Each piezoelectric material plate 41a to 41e is not shown here, but a shaft member, which will be described later, connected to the front mass 44 and the back mass 45 by screwing or the like is inserted into the center, and the front mass 44 and the back mass 45 are connected. Thus, stress is applied from the front-rear direction to tighten and laminate.
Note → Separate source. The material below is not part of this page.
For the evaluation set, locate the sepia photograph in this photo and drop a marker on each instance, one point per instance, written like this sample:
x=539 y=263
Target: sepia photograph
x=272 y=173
The front mass 44 and the back mass 45 are formed of geralumin (aluminum alloy such as A2024) or a titanium alloy such as 6Al-4V (64Ti). The shaft member may be integrated with one of the front mass 44 and the back mass 45 by being manufactured at the same time.

The two electrode pieces 47 and 48 that are current-carrying portions electrically connect the positive electrode portions or the negative electrode portions formed by the electrode layers 42 on the side portions of the piezoelectric material block 41, in this case, on two side surfaces that are substantially parallel to each other. Connect. The two electrode pieces 47 and 48 are electrically connected to the wirings 36a and 36b of the electric cable 36 by welding and bonding with solder or a conductive adhesive 49 at the rear end.

Note that the cover body 51 covering the laminated vibrator unit 50 has a fold stop 52 covering the wirings 36a and 36b of the electric cable 36 electrically connected to the two electrode pieces 47 and 48 at the base end portion. .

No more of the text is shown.